Ocean Rate Surge Hits Domestic Trucking: What Iran Conflict Means for Your Lanes
Trans-Pacific container rates jumped 22% in a month as Middle East disruptions cascade through Asian transshipment hubs — and the ripple is already reaching domestic freight.
Trans-Pacific ocean container spot rates climbed 22% in the past month, hitting $2,857 per forty-foot container to the West Coast and $3,871 to the East Coast as of April 23, according to shipping platform Xeneta.
Why did ocean rates jump when the conflict is thousands of miles away?
The Iran conflict bottlenecked Southeast Asian transshipment hubs — Singapore, Port Klang, Colombo — where cargo bound for the U.S. typically consolidates before crossing the Pacific. "Shippers moving cargo to the U.S. via these hubs are paying the price for bottlenecks created thousands of miles away," said Xeneta analyst Peter Sand. Far East to U.S. East Coast rates rose 19% over the same period. Even the trans-Atlantic lane from North Europe to the U.S. East Coast — which does not touch Asian hubs or Middle East ports — surged 46% compared to one month ago.
The cascading effect works like this: vessels reroute or delay to avoid conflict zones, missing scheduled calls at transshipment ports. Containers stack up. Shippers pay premiums to secure space on the next available sailing. That rate pressure transmits to every leg of the supply chain, including the drayage and domestic trucking moves that pull containers off the dock and deliver them inland.
What this means for drayage and domestic lanes
When ocean rates spike, two things happen to domestic trucking. First, importers who locked in higher container rates push harder on drayage and inland moves to recover margin — expect tighter negotiation on per-move rates out of LA/Long Beach, Oakland, Savannah, and the other major container gateways. Second, the volume itself becomes less predictable. Containers that would have arrived on a predictable weekly schedule now bunch up or skip a week entirely, leaving drayage fleets with uneven dispatch boards.

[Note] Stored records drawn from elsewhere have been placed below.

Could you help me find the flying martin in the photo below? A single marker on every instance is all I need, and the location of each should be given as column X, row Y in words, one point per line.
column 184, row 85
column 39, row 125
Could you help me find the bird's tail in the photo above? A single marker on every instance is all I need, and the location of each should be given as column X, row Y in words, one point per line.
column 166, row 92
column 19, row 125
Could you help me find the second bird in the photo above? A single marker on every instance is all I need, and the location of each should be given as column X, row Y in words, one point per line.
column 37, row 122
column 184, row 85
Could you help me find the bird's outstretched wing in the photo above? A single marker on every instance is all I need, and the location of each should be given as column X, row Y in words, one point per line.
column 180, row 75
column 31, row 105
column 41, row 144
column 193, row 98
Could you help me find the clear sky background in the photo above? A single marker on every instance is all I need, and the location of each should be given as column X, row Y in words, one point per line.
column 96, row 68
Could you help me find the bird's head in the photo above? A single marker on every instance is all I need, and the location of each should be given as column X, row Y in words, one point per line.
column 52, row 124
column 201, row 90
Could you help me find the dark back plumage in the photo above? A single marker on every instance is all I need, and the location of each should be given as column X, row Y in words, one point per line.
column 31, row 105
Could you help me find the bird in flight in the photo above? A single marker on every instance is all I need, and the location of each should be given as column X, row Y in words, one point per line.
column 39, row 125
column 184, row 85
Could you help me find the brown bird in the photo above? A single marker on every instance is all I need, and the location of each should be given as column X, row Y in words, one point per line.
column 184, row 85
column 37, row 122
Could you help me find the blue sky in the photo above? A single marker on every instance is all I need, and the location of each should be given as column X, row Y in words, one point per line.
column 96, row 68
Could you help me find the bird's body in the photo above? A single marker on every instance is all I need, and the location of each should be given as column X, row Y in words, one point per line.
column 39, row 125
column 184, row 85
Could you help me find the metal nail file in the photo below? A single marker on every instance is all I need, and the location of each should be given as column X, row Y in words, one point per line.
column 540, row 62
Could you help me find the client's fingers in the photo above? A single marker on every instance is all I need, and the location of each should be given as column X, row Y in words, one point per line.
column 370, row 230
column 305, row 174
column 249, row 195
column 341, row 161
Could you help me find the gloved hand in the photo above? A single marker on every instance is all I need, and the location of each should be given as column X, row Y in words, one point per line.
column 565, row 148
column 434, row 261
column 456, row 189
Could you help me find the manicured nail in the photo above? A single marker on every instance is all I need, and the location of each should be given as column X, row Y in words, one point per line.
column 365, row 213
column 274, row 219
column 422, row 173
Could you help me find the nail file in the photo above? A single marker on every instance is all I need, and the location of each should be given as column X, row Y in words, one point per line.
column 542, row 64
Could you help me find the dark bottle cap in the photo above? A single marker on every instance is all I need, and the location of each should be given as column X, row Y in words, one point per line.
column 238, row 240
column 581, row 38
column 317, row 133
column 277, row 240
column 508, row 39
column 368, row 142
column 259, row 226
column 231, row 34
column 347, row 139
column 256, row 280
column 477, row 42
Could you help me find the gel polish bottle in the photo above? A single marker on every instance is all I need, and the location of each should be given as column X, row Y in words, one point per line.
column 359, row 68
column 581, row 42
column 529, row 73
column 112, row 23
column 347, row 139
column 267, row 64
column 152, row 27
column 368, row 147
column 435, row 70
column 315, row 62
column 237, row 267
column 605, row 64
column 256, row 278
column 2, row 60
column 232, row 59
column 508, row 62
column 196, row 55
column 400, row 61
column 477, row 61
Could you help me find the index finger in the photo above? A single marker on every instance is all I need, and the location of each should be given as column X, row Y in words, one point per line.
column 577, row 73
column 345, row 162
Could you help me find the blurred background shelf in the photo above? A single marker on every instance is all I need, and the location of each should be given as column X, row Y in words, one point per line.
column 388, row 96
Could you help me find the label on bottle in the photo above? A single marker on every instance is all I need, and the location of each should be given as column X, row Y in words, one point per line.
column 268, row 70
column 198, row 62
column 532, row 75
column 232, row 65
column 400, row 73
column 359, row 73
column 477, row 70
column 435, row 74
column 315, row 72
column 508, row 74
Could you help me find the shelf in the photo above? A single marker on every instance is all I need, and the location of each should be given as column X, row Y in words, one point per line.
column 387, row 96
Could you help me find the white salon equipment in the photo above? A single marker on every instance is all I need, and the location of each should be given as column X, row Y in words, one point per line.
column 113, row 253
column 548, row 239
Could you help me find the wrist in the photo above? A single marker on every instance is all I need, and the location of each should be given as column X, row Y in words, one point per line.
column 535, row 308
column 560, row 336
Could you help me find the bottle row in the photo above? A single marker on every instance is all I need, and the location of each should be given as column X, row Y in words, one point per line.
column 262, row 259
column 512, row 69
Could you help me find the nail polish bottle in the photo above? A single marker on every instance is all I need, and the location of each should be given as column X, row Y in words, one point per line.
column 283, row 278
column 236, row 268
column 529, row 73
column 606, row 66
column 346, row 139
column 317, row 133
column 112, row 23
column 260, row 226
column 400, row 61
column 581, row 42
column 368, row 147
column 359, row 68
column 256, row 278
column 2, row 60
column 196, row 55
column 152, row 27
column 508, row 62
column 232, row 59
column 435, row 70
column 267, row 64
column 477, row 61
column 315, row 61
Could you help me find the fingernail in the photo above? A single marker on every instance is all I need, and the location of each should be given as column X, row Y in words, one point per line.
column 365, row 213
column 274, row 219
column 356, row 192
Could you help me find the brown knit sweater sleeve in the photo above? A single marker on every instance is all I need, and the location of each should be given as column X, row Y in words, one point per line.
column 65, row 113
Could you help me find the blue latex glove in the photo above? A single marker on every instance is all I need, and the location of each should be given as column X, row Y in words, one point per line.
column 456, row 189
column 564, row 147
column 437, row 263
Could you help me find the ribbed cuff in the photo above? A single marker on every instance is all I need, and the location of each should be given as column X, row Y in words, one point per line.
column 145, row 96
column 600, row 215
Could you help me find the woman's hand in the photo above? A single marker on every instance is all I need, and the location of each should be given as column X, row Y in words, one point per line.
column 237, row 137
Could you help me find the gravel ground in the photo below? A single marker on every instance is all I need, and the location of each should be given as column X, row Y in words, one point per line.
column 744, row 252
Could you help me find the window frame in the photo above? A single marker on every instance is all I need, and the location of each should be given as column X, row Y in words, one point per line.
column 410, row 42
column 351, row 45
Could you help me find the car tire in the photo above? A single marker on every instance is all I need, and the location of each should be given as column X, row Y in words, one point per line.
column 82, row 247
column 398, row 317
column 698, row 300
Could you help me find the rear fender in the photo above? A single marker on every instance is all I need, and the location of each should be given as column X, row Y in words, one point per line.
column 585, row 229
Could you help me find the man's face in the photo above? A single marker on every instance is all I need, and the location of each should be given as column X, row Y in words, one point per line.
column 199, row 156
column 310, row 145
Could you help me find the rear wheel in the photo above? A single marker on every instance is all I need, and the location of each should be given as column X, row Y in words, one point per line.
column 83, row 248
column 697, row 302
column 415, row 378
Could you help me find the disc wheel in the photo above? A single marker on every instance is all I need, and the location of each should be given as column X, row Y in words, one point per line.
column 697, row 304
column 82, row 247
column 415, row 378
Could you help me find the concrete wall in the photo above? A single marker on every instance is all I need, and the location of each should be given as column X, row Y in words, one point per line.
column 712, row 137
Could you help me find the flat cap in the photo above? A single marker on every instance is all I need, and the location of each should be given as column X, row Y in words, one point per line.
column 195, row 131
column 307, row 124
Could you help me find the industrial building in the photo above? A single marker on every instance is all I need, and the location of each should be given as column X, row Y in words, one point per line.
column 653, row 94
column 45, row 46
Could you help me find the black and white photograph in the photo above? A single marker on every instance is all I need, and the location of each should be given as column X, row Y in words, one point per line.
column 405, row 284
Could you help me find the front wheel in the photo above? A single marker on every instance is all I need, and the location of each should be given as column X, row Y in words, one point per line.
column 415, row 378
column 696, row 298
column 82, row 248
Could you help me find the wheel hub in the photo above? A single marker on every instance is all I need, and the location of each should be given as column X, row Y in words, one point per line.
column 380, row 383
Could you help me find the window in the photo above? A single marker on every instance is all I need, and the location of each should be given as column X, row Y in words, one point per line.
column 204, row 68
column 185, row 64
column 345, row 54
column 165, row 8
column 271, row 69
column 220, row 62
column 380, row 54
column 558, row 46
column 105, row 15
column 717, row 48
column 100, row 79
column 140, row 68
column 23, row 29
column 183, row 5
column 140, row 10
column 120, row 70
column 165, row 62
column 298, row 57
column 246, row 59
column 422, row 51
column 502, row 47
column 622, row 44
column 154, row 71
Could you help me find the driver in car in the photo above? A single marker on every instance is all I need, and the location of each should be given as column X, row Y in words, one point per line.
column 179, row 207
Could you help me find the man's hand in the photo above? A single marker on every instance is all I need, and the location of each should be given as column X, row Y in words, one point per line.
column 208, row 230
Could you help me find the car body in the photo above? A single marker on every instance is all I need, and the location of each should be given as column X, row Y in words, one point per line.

Small fleets running regular drayage loops should watch chassis availability and port congestion metrics closely over the next four to six weeks. If transshipment delays persist, you will see containers dwell longer at the terminal, tying up chassis and creating detention risk. The rate you quote today may not cover the wait you encounter next week.
How long the disruption lasts
The conflict has "migrated" rather than resolved, Sand noted, meaning the bottleneck is still active. Ocean carriers typically need four to six weeks to reposition vessels and clear backlogs once a disruption eases. That timeline assumes the conflict does not escalate further. If it does, the rate pressure extends.
For domestic carriers, the practical horizon is shorter: watch the next two weeks of container arrival data at your local port. If vessel delays persist past early May, the drayage crunch will follow. If arrivals normalize, rates should ease by mid-month.
The diesel connection
The same Middle East instability that rerouted container ships also pushed Brent crude over $101/barrel last week, adding fuel cost pressure on top of rate uncertainty. A 5-truck drayage fleet running 1,000 miles per truck per week burns roughly 715 gallons at 7 mpg. Every 10-cent move in diesel costs that fleet an extra $71.50 per week, or $286 per month. If diesel climbs another 20 cents while drayage rates stay flat, the margin disappears.
What to do if you run drayage or intermodal
Three moves for the next 30 days:
- Price in detention risk. If you quote a flat per-move rate to a beneficial cargo owner or freight forwarder, add a detention clause that kicks in after two hours at the terminal. The current environment makes long waits more likely, not less.
- Track vessel arrivals, not just dispatch calls. Use your port's vessel schedule tool to see which sailings are delayed. If a ship that normally arrives Tuesday is now showing Friday, your Thursday pickup will not happen — plan driver schedules accordingly.
- Renegotiate fuel surcharges weekly, not monthly. If you are on a monthly FSC reset and diesel is moving 20 cents in a week, you are eating the difference. Push for weekly resets or a floating index tied to the prior week's EIA average.
The ocean rate surge is a leading indicator, not a trailing one. By the time it shows up in your settlement statement, the margin is already gone.